Page MenuHomePhabricator

Re-run and update the MT service usage report
Closed, ResolvedPublic

Description

An initial report was created to capture how the different translation services were used (T303812). The initial report informed some changes in the services provided by default on certain language pairs (T309266). After there is time to those changes to reflect in the data as well as the support from different translation services for new languages (T307970, T308248) we may want to re-generate the report again with more up-to-date data.

In addition to re-running the report, we may consider some adjustments:

  • Surface optional services that are close to the defaults. In the first run the focus was on optional services that were used more than the defaults. Since being the default may have an advantage to get a higher use even when it is not the best option, we may want to surface cases where the optional service is close to the default even if it is less used than the default (e.g., with a 10%-20% difference). This is supported by our experience with Icelandic (36% Flores vs 60% Google as the default) and Basque (43% Elia vs 56% Google as the default) where the non-default options were considered better based on community feedback.
  • Include deletion rates in the MT modifications graph. The graphs at the end of the report indicate the percentage of translations with different levels of modifications. This is useful information but may be hard to interpret (is a high number of translations lightly edited positive to signal good MT quality or negative indicating they have not been edited enough?). Showing the deletion rates in those graphs could help to better triangulate the different quality aspects.
  • Include more languages in the MT modifications graph. Also, more languages can be included in the last graph since more will be supported by Flores, which enables the comparison with more languages supported by multiple services.

Result: Published report

Event Timeline

Pginer-WMF triaged this task as Medium priority.Jun 16 2022, 9:21 AM
Pginer-WMF moved this task from Backlog to Priority Backlog on the Language-analytics board.

We received feedback indicating that NLLB-200 was perceived as better than the current default for Bashkir (Yandex). So we may want to consider this input as we analyze the results of the new report and propose additional adjustments for the default services.

MNeisler subscribed.

@Pginer-WMF Here is the updated machine translation service report for your review. Please let me know if you have any questions or changes you'd like me to incorporate.

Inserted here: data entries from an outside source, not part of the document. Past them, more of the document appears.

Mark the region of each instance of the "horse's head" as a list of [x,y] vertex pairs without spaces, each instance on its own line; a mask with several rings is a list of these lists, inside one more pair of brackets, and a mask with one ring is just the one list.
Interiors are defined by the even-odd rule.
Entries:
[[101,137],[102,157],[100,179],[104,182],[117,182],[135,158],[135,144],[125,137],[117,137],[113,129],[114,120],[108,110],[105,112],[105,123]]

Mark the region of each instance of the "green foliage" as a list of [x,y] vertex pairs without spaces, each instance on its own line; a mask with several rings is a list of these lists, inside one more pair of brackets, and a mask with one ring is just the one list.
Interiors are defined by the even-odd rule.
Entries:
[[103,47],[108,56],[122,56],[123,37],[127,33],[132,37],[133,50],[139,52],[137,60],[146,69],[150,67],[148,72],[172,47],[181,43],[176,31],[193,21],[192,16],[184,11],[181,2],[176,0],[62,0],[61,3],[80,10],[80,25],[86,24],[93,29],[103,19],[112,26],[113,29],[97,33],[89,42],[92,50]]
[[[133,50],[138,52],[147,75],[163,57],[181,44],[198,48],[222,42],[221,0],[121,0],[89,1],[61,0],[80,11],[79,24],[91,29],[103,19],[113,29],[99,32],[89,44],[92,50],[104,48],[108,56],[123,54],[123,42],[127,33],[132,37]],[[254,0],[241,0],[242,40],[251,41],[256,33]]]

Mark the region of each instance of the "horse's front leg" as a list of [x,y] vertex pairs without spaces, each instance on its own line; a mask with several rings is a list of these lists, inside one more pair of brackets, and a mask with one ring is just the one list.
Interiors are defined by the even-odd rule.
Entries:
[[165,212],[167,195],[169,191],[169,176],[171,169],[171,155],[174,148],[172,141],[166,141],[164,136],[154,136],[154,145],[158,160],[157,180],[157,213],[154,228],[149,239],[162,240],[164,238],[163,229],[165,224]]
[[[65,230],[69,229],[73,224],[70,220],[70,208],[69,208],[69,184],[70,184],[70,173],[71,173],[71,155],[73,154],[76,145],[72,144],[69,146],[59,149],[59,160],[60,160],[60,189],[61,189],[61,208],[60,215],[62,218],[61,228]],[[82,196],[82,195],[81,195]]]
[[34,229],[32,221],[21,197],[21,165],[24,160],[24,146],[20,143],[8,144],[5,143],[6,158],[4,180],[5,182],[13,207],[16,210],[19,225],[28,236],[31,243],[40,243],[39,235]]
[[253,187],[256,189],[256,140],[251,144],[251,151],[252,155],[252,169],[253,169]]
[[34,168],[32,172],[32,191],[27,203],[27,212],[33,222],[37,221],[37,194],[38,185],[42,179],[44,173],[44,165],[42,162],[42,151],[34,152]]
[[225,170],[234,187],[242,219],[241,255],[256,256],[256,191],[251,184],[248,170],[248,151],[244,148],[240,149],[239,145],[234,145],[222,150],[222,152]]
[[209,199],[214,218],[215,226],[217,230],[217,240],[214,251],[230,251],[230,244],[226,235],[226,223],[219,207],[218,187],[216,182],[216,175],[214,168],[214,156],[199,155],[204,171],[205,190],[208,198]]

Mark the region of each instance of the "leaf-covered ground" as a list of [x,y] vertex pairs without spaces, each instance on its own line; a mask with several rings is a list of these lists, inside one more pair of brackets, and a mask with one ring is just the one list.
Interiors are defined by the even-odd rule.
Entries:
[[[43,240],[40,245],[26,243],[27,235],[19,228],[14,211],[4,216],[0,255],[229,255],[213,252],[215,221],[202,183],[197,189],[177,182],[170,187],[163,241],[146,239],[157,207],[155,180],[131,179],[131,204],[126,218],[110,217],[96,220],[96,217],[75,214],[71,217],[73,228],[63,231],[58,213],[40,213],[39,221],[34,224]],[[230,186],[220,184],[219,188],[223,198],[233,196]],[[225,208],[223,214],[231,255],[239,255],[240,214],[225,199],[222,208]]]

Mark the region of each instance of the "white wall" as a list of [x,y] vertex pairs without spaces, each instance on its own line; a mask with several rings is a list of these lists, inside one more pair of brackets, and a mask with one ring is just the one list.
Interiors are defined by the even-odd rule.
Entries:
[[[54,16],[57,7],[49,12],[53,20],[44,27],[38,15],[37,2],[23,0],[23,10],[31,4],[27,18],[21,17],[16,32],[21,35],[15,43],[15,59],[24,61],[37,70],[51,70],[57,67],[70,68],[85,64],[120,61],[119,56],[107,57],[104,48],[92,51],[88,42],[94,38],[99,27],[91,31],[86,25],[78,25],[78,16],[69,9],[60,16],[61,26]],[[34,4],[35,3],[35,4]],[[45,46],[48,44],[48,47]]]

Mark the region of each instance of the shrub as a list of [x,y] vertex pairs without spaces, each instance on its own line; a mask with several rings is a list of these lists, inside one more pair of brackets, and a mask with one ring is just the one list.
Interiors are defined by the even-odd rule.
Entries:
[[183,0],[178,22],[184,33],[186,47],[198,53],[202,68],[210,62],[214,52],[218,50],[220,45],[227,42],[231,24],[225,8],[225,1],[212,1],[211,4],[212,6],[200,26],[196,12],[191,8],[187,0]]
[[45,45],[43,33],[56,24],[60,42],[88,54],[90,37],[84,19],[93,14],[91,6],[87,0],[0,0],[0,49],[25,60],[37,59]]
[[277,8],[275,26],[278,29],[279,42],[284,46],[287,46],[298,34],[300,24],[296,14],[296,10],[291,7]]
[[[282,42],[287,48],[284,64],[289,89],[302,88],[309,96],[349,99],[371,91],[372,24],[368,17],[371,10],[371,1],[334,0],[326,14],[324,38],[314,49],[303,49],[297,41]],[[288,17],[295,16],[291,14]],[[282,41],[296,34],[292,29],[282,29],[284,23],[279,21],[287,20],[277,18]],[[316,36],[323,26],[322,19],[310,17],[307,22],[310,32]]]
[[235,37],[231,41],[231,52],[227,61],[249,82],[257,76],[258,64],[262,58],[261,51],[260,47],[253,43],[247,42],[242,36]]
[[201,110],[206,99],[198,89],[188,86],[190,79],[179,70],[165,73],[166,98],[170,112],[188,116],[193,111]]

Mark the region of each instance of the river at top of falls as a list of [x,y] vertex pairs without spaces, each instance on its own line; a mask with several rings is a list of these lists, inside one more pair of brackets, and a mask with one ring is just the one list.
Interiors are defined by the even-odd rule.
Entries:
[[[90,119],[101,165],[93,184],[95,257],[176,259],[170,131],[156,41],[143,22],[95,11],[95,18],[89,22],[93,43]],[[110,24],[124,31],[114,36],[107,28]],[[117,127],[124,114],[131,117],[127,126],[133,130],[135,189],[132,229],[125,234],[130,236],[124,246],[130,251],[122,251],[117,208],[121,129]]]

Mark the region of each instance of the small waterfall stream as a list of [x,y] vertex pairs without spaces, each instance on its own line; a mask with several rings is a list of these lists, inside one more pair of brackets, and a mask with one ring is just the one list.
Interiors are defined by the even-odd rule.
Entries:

Reviewed timeframe: The report now reflects translation data logged from 1 Feb 2022 through 20 September 2022. Pre and post-deployment changes due to various machine translation service changes are provided in the report where relevant.

Some key findings:

  • Overall changes in machine translation service usage:
    • The biggest changes in usage were observed for NLLB-200 (5 percentage point increase [0.95% to 6.05%]) and Apertium (4.3 percentage point decrease [6.64% to 2.31%]) machine translation service since the first report was run.
    • There was also a decrease in the percent of published translations started from scratch (no machine translation content was used) (2.7 percentage point decrease [6.85% to 4.17%]).
  • I identified 18 Language pairs where an optional mt service is used close to (within a 20% difference) or more than the current default service. This is based on machine translation service usage after the initial set of defaults were adjusted in T309266.
  • The changes in machine translation service availability and default settings are reflected in the data (We see expected increases or decreases where the changes occur).
  • We now have sufficient data to review deletion rates for NLLB-200 in comparison to other MT services. I added a section to the report "Percent of articles that are created with each MT service and deleted" that provides an overall comparison of deletion ratios for each machine translation service and also a per wiki deletion ratios for all NLLB-supported languages. Please let me know if there are any other sets of languages that would be worth comparing further.

We received feedback indicating that NLLB-200 was perceived as better than the current default for Bashkir (Yandex). So we may want to consider this input as we analyze the results of the new report and propose additional adjustments for the default services.

Yandex still accounts for the majority of translations at Bashkir (93%) but usage of NLLB-200 is increasing. There are now about 6% of published translations at that language were created using NLLB-200, since it was deployed in June 2022 as a non-default service to the language. To date, NLLB-200 has been used for the Russian (ru) to ba language pair (6.5%, 45 translations) and egl- Bashkir (ba) language pair (50%, 1 translation).

Per Language Pair Analysis Data
Please refer to the google spreadsheet for details on the machine translation service usage and deletion rates by language pair. Key observations and overall findings for each MT service are summarized in the report but the google sheet can be used if you'd like to review data for any specific language pair.